Bob Woodhouse conducted brake testing that included front and rear brake line pressure measurements. His data led many to conclude that the rear brake line pressure reduction was unnecessary, since even with the proportioning valve disabled (not “removed”) the front wheels locked first. There are many posts about the procedure and precautions. Examination by several also concluded that the front and rear systems are not hydraulically linked when the proportioning valve is disabled, so that a failure in one system does not affect the other.
With the OEM brake calipers still on the car, there is no benefit to replacing the OEM proportioning valve with an adjustable valve. All valves are pressure-reducing devices, and the rear brake capacity is undersized to start. A first step by many to improve braking has been to simply remove the proportioning valve cup seal to eliminate an undesirable reduction in rear brake effectiveness.
StopTech pioneered a Viper brake system that improved the front-to-rear brake balance but reducing the size of the pistons in the front calipers. The reduced front clamping force allows higher brake pedal application overall, resulting in more rear brake work. Mathematically, the 38mm rear caliper conversion matches the front-to-rear balance by increasing the rear rather than decreasing the fronts. A subtle further difference is that the StopTech configuration, with smaller pistons, reduces total clamping force while the 38mm configuration increases clamping force given the same amount of pedal pressure.

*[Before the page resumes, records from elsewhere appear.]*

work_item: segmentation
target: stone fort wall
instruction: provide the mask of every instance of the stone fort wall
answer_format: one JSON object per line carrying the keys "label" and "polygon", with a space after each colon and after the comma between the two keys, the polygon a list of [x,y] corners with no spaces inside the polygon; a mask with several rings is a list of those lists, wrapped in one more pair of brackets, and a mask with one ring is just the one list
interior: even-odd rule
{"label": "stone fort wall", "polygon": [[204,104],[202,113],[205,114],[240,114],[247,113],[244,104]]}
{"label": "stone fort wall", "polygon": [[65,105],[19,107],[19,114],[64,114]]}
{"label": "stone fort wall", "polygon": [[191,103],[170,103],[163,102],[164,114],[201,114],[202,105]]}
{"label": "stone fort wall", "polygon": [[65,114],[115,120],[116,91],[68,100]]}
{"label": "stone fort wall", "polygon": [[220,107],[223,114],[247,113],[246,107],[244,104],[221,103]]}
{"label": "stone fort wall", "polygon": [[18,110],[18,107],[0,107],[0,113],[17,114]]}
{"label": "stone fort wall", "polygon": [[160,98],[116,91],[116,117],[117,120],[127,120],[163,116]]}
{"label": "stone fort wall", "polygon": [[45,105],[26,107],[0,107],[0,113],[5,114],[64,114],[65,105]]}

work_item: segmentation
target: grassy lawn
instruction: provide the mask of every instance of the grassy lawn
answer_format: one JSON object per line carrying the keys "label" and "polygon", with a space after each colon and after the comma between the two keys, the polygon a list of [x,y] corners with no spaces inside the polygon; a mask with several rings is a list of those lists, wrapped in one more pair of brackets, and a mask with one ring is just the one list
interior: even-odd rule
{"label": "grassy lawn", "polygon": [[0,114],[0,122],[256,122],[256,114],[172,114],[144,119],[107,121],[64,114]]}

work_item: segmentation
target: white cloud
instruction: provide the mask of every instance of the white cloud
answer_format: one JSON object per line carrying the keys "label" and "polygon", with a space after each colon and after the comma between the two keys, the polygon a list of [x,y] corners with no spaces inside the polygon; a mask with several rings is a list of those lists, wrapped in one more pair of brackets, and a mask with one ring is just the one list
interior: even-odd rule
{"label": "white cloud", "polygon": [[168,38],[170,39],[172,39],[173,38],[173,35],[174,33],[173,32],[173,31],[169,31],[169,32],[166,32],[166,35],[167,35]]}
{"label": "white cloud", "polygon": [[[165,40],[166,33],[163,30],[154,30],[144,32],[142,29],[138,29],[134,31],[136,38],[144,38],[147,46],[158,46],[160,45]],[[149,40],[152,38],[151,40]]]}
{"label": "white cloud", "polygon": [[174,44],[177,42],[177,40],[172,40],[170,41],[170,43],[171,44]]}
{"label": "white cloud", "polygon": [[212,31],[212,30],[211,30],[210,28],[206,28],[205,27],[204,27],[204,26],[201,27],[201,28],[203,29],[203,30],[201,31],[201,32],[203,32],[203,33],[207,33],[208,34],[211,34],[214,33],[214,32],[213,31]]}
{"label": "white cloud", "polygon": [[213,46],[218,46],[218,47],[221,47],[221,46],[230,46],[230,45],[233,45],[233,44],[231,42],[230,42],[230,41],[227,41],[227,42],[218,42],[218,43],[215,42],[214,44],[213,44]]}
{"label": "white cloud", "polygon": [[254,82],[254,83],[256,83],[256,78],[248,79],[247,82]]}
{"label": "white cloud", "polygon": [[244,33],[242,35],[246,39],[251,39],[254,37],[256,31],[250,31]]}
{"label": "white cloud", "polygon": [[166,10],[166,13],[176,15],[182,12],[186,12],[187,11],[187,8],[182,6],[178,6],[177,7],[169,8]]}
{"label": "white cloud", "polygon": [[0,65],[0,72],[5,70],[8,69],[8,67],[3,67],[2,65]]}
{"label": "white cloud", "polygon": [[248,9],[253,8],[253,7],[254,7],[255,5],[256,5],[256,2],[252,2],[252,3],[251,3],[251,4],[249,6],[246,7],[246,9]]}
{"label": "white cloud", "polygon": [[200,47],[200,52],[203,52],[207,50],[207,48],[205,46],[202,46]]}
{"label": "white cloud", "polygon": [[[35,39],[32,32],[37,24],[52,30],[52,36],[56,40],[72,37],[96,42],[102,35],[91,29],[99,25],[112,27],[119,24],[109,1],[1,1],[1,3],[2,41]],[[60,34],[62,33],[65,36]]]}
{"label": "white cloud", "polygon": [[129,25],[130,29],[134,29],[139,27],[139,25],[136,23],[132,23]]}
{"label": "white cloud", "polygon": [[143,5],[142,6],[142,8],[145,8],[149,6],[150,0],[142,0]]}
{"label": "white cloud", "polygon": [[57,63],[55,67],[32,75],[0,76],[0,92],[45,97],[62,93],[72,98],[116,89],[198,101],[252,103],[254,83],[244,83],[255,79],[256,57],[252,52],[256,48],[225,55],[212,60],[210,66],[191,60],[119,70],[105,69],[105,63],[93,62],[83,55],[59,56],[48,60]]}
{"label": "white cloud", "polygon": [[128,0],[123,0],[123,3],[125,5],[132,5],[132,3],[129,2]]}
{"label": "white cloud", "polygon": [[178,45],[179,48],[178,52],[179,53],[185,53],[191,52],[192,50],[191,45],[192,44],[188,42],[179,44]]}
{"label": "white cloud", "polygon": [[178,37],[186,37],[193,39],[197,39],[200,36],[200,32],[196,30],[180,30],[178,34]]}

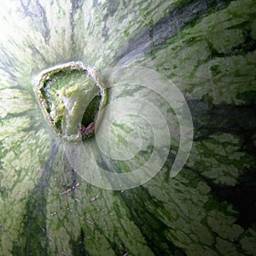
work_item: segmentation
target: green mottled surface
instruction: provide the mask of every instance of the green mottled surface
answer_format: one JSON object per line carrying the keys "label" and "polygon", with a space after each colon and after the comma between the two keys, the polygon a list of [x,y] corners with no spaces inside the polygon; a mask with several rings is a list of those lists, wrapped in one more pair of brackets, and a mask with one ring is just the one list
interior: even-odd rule
{"label": "green mottled surface", "polygon": [[[0,7],[1,255],[255,253],[255,1],[32,0]],[[99,73],[149,67],[175,83],[195,130],[177,177],[169,178],[168,166],[176,127],[174,153],[143,186],[108,191],[73,172],[32,80],[76,61]]]}

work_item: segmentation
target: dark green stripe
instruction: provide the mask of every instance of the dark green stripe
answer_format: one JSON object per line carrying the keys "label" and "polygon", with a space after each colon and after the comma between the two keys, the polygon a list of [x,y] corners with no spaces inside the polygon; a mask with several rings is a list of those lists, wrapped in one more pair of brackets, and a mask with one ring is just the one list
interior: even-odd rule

For equal braking, a StopTech car would need slightly higher pedal pressure than a 38mm car.
Empirically, even with the proportioning valve disabled, 38mm rear calipers still allow front wheel lockup. (I suspect StopTech owners, even with a disabled proportioning valve, would also experience front wheel lockup.) The rear brake caliper casting allowed for an even larger piston size of 40mm. The braking performance is further improved, and with the proportioning valve disabled, the front wheels still lock first, although now only very slightly before the rears. With the 40mm rear calipers, braking under corner entry can provide an oversteer sensation. Straight line braking under ideal conditions and sticky race tires could provide sufficient forward weight transfer that the greater rear brake capacity overpowers rear wheel loads. In this state of brake “tune,” I advise that disabling the OEM valve or using an adjustable proportioning valve is a driver preference issue. Having said that, I know many are very satisfied with a disabled proportioning valve. This level of performance improvement is exceptionally satisfying, but we should all recognize that it is several iterations away from the manufacturer’s original design.

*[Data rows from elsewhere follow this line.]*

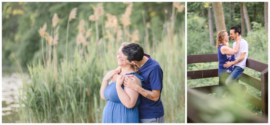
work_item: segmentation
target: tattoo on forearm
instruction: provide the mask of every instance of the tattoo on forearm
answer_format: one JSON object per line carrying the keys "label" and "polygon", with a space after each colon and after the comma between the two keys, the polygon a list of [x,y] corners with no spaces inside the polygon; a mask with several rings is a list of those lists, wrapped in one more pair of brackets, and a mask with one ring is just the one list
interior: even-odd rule
{"label": "tattoo on forearm", "polygon": [[238,59],[238,62],[240,62],[241,61],[242,61],[242,59]]}
{"label": "tattoo on forearm", "polygon": [[146,95],[146,97],[150,99],[154,99],[154,97],[153,97],[152,95],[150,95],[150,94],[148,94],[147,95]]}

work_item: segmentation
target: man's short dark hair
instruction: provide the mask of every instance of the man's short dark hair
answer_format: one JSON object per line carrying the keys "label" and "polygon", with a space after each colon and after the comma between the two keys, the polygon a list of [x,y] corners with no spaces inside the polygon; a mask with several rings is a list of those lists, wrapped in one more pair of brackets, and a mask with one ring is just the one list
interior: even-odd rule
{"label": "man's short dark hair", "polygon": [[238,33],[238,36],[239,36],[240,35],[240,34],[241,34],[241,29],[240,29],[240,28],[238,26],[234,26],[231,28],[231,30],[234,30],[234,34],[236,33],[237,32]]}
{"label": "man's short dark hair", "polygon": [[122,49],[122,52],[127,57],[127,59],[130,62],[141,60],[144,54],[143,49],[139,44],[134,43],[124,46]]}

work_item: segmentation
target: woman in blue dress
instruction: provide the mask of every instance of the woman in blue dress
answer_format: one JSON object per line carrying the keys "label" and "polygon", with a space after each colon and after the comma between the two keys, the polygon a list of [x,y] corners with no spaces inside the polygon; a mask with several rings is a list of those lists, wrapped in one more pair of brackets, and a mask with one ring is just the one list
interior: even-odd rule
{"label": "woman in blue dress", "polygon": [[228,87],[225,84],[225,81],[233,70],[235,65],[233,65],[226,68],[223,65],[227,62],[234,61],[234,54],[239,50],[241,35],[237,38],[236,45],[235,49],[233,49],[226,46],[226,43],[229,42],[229,36],[226,31],[222,30],[220,31],[217,34],[216,48],[218,50],[218,77],[219,82],[218,86],[217,89],[215,99],[221,100],[225,92],[228,90]]}
{"label": "woman in blue dress", "polygon": [[[102,123],[139,123],[138,106],[140,99],[139,93],[124,87],[123,85],[126,75],[134,76],[131,78],[141,82],[143,78],[138,75],[139,68],[136,65],[131,65],[125,61],[122,56],[122,49],[127,44],[124,43],[119,48],[117,54],[118,64],[121,72],[116,81],[110,80],[118,72],[114,70],[109,71],[104,77],[100,88],[101,98],[108,101],[103,111]],[[137,83],[139,83],[137,82]]]}

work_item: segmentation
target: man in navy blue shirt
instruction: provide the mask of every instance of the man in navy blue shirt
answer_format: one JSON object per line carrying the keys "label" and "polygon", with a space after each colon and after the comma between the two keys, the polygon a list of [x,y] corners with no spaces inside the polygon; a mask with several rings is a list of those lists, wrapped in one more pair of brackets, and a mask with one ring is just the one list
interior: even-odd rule
{"label": "man in navy blue shirt", "polygon": [[125,86],[134,89],[142,95],[140,96],[139,105],[140,122],[164,123],[164,111],[160,96],[163,72],[158,63],[144,54],[143,48],[136,43],[124,46],[122,54],[126,62],[138,66],[139,75],[144,79],[143,88],[132,77],[126,77],[123,83]]}

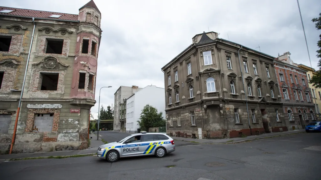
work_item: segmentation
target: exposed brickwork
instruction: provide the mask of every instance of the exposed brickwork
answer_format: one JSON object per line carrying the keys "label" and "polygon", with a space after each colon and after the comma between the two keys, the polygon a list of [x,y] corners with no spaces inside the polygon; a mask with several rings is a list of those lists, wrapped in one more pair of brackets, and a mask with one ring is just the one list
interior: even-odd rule
{"label": "exposed brickwork", "polygon": [[[35,114],[54,113],[54,121],[52,124],[52,131],[57,131],[60,116],[60,110],[55,109],[30,109],[28,111],[27,123],[25,128],[25,132],[32,132],[35,121]],[[56,138],[56,141],[57,141]]]}

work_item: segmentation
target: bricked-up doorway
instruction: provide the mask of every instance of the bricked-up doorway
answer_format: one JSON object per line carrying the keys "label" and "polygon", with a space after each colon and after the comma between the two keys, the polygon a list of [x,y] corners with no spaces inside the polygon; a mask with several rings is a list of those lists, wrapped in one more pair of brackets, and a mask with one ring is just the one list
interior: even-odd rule
{"label": "bricked-up doorway", "polygon": [[[57,131],[60,116],[60,109],[29,109],[25,131],[28,132]],[[48,125],[50,123],[52,126],[49,127]],[[35,128],[36,126],[37,127]],[[50,129],[51,130],[50,131],[48,131]]]}
{"label": "bricked-up doorway", "polygon": [[264,109],[261,109],[261,114],[262,115],[262,122],[263,123],[264,131],[266,133],[270,133],[269,122],[267,120],[267,113],[266,112],[266,110]]}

In summary, the 40mm rear caliper conversion (with the OEM front caliper) provides near-ideal front to rear brake balance and the use or not of the OEM proportioning valve is a driver preference/tuning feature.
A rear brake larger than a 40mm rear caliper certainly will require an adjustable proportioning valve; an example is the 2001-02 ABS system that uses the same front caliper and a 43mm rear caliper. In this car, the ABS dynamically adjusts brake line pressure to the “oversized” rear brakes to prevent rear wheel lockup. Larger than a 43mm single piston or going to multiple piston calipers is greatly increasing the overcapacity. (See the thread in Performance Modifications if you have input on the benefits of large rear calipers.)
If you’re still awake, did I answer the question?